Friday, October 16, 2015
A long-ago encounter: A fragmented, shifting self still in unsettled pieces from earlier impacts. More proximally, deep blue fingers with a tight grip. And in the midst of that, a wonderful stream of words that gets through, above, around, that twists into your deep-down molecular being and pulls you towards a new place. The words flow from a life radically unlike your own, but still they seep through your walls, still they seize you and move you and prod you forward.
The words describe a path, radical life made radical theory. They begin from experience in a profound way and knit self seamlessly into social such that the transformations they describe and hope to catalyze are powerfully personal but generously overflow the neoliberal self, political but deeper than we usually allow that word to go, in essence material but woven together with symbols and images that in places embrace a mysticism that would normally make you wary but that here somehow don't. The path begins from trauma, a shattering of illusions of cohesive self and narratives both comforting and confining. Then six more stages – unsettled in-between possibility; deep and despairing hopelessness; the call to new direction, binary categories overflowed, and reengagement with the social; renarration of self and the world; facing the bumps and barriers of the real; and enacting the spiritual activism of interconnected, engaged self-in-the-social.
The stream of words is an essay with the name "now let us shift ... the path of conocimiento ... inner work, public acts," penned by Gloria Anzaldúa – queer Chicana activist writer feminist, and both occupant and willfull transcender of those labels and many more.

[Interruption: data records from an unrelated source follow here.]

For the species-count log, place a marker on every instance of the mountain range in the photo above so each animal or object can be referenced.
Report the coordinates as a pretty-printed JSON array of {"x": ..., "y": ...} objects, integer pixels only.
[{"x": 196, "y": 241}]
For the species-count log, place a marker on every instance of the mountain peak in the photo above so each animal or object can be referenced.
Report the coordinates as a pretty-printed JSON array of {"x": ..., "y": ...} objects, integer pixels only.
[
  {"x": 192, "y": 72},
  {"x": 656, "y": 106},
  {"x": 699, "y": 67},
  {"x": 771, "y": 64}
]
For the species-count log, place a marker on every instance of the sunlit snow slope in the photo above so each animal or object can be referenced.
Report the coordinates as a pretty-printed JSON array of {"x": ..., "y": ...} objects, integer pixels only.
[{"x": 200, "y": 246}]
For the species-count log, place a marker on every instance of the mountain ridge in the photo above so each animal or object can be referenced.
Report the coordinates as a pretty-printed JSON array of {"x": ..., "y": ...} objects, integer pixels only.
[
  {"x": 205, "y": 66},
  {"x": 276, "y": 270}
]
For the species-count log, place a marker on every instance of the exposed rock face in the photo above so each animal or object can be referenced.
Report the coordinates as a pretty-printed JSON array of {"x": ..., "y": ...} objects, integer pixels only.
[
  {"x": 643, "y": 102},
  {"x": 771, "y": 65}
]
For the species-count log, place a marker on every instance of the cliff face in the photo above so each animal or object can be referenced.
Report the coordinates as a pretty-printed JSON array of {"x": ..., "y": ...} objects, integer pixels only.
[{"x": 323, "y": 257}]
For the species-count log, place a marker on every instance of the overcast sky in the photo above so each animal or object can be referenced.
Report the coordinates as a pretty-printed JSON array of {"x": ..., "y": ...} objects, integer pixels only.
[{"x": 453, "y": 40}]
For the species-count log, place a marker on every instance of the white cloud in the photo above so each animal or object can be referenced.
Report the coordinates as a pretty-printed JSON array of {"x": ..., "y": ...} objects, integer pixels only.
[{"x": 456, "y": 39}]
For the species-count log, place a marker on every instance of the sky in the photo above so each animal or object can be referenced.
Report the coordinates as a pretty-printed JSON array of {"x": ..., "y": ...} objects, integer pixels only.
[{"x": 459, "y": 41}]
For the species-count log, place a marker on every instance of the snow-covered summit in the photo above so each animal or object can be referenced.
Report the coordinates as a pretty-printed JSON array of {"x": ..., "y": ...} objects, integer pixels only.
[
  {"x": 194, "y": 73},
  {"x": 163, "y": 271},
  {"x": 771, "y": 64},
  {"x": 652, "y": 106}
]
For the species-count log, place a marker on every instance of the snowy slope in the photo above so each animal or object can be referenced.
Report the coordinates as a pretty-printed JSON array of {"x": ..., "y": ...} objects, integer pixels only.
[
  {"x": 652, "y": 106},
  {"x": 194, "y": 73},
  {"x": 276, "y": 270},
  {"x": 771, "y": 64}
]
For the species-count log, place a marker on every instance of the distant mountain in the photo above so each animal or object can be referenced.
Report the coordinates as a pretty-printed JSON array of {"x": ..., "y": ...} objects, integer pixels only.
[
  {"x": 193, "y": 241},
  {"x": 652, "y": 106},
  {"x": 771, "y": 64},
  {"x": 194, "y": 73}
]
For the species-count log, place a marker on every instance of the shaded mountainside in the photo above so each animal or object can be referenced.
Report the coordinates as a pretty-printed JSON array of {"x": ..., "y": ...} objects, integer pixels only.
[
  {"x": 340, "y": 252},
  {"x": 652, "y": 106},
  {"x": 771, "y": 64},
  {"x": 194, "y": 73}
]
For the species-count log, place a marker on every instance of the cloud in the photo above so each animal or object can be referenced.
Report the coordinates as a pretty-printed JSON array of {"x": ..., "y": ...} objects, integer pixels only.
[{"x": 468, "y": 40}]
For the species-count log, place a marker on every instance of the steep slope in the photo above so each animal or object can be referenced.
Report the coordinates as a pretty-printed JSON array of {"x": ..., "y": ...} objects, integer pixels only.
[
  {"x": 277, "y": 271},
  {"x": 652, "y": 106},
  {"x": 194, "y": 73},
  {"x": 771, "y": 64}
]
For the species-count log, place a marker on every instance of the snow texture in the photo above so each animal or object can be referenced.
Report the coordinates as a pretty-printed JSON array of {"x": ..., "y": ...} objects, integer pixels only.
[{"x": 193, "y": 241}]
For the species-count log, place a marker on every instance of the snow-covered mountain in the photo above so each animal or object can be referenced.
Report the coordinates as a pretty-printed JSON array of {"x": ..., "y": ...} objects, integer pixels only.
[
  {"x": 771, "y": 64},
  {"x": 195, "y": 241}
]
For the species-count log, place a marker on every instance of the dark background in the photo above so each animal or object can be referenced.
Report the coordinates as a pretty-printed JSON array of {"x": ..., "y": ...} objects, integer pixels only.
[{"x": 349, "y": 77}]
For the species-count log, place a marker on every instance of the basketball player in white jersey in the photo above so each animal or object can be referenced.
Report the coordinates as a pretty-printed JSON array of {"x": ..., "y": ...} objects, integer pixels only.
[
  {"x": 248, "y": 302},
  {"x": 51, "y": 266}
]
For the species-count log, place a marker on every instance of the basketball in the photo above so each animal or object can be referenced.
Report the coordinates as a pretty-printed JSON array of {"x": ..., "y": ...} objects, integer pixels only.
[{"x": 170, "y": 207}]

The same text, re-encountered today after a reminder of its existence by its heavy citation in a book recently read: Not the same experience, of course. Hard work and time have produced a shift. You are less fragmented, and the fingers are less tight, less blue. Your need is less urgent and qualitatively different. Plus, because of all you have learned and because of new projects and goals, you read differently – even back then, you were drawn by its remarkable craft and approach to knowing the world, but now its potential to guide your journey takes a back seat to seeking ways for it to inform your work.
And it can. It does not use the language of "encounter" which you have begun to favour, but central to the process of shifting consciousness it describes is the presence and pull of seemingly incommensurable perspectives, and developing the capacity to reject these binaries and learn from both as you walk the less-regulated hazy space between. It does not talk of learning about the world through relationships, exactly, but that is because relationality is pervasive rather than identifiably discrete -- the low points are low because of isolation, and the broadened and strengthened interconnectivity of outlook and stance and practice are the very essence of the return to the high.
Perhaps its biggest lesson for the work you contemplate today is that knowing is a fleshy, messy, painful thing. Who and what and where you are made you see knowing as cerebral, and however long ago you began trying to leave that misapprehension behind, it still creeps into how you think and act, and how you write about the world. You learn once more from the streatm of words that knowing is not only embodied, but that embodiment is no abstraction. You cannot write about knowing apart from the painful joyful journey, from embodiment as blood-and-guts, even from ensoulment, which you're not sure it is even possible to translate into the languages of your everyday.
Yet while the pull is perhaps not as strong, the personal resonance remains. Interconnectivity, pushing past constricting and hurtful norms, thinking across scales, self-in-the-social, the centering of listening, writing as a tool for re-creation of self – yes, all of these still compel you. Less urgency, though, means more space to reflect on what it means that she wrote from where she wrote, while you read from where you read. It would violate the very spirit of the words to think of it in a way that seeks an X that is permitted and a Y that is forbidden, and the shallow-left impulse to treat "privilege" as a quantitative metaphor is countered by the imperative in the piece itself to see past that hasty indicator to the complex relationality it indicates.
The circumstance of today's encounter: Distant from destabilizations past, yes. But not two months from a major death and a major move, and you do not feel like you are on quite the journey she describes. Are you heartless? In denial? More likely, you are who you are: Less fundamentally structurally in-between than Anzaldúa – not none at all, but much less – and therefore the grip of the known and the normative and the dominant yields more reluctantly, feels more like home even when it chafes, and is perhaps changed less often by the dramatic punctuated equilibrium of her path than the mostly slow, mostly steady, only occasionally dramatic trajectory away that your last two decades have enacted. Which is not to exoticize in-betweenness, nor to downplay the harms that transformative turmoil brings along with its benefits. Rather, it is to see this beautiful grounded theory-making as input and inspiration for making theory that begins from your ground, and that hopefully reaches beyond that beginning even a tenth as successfully as her words do.